Lettera del consumatore

16 dicembre 2002
Domanda 16 dicembre 2002
Il 03/12/2002, in seguito ad infrazione avvenuta il 27/08/2002, mi e' stato notificato a casa, tramite posta, una contravvenzione per violazione dell'art. 171 del C. d. s. "il conducente circolava alla guida della moto senza indossare il casco protettivo". Volevo precisare che non mi e' stato inviato il verbale originale ma la sua elaborazione meccanografica, con firma dell'istruttore di vigilanza, responsabile del procedimento e mancante della firma del verbalizzante. Sulla suddetta elaborazione meccanografica e' riportata la nota asserente che "non si e' potuto procedere a contestazione immediata poiche' era possibile rilevare solo il numero di targa". Inoltre il nome del proprietario del mezzo indicato e' "xxxxxx AlessanSro" e non Alessandro. Vi chiedo quindi, se e' possibile proporre con tali presupposti un ricorso. Grazie!

Risposta ADUC
non ci sono irregolarita' in merito al meccanizzato: l'importante e' che esista l'originale. Ne' rileva l'errore di scrittura, in quanto quello e' indubitabilmente un errore ortografico e non di sostanza. Per cio' che concerne il mancato fermo, potrebbe anche tentare l'opposizione, ma a nostro avviso e' fortemente probabile che la contravvenzione venga confermata.

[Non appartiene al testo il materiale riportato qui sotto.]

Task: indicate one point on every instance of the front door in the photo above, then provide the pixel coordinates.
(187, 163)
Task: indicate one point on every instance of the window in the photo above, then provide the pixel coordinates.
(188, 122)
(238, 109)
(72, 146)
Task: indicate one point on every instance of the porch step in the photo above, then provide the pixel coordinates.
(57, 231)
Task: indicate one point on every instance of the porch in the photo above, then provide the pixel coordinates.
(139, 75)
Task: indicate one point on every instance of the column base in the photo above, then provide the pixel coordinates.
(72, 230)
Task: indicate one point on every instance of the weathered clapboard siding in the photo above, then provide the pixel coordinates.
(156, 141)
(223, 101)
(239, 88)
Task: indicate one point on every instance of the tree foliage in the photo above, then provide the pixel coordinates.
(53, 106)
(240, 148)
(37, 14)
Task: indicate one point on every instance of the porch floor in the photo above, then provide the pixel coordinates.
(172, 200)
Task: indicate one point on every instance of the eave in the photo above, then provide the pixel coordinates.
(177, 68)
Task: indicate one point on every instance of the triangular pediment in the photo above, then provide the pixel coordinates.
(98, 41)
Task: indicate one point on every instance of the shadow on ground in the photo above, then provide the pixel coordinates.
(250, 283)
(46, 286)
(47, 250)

Ad ogni modo, se volesse tentare, ricordiamo quanto segue: Il ricorso deve essere presentato dalla persona che ha utilizzato il mezzo, sia esso proprietario od utilizzatore, esibendone l'atto dimostrativo; lo stesso ricorso e' pero' nullo se il ricorrente non si presentasse all'udienza. In caso di rigetto le spese sono comprese tra gli zero ed i 100 Euro circa, e decise dal giudice.

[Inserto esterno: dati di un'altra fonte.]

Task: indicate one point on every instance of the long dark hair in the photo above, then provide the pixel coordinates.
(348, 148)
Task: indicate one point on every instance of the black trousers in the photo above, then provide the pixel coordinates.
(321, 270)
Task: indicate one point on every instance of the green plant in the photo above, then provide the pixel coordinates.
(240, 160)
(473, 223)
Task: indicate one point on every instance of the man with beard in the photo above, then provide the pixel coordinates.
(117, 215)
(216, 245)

Ha 30 gg dalla notifica per ricorrere davanti al giudice di pace del luogo in cui la violazione e' stata rilevata, chiedendo sospensione e annullamento della stessa (pagando entro i 60 gg dalla notifica del verbale originario, in caso non la si ottenga).

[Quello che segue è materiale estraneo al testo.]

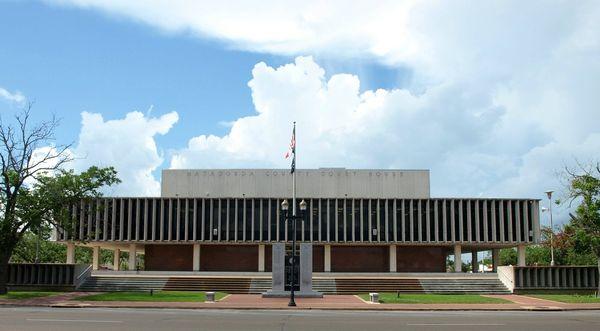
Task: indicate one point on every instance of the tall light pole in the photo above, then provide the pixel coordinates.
(285, 206)
(549, 194)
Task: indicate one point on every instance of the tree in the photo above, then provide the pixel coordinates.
(583, 187)
(35, 191)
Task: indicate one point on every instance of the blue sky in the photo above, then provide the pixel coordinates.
(494, 99)
(70, 60)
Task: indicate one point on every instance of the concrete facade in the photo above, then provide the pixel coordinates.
(356, 220)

Sul sito (in Modulistica), e' reperibile un modello di ricorso.
clicca qui Si ricordi che occorre domiciliarsi entro l'area operativa dell'Ufficio del giudice di pace dove ha presentato ricorso: se non si ha un domicilio in zona, occorrera' prenderlo presso la cancelleria dello stesso ed informarsi sull'eventuale accoglimento della sospensione, sulla data fissata per l'udienza, etc.
Se non fosse nei termini per presentare il ricorso al giudice, dovra' tentarlo al Prefetto (entro 60 gg). Probabilmente il Prefetto lo rigettera', e a quel punto potra' -entro 30 gg dalla notifica- fare un nuovo ricorso al giudice di pace.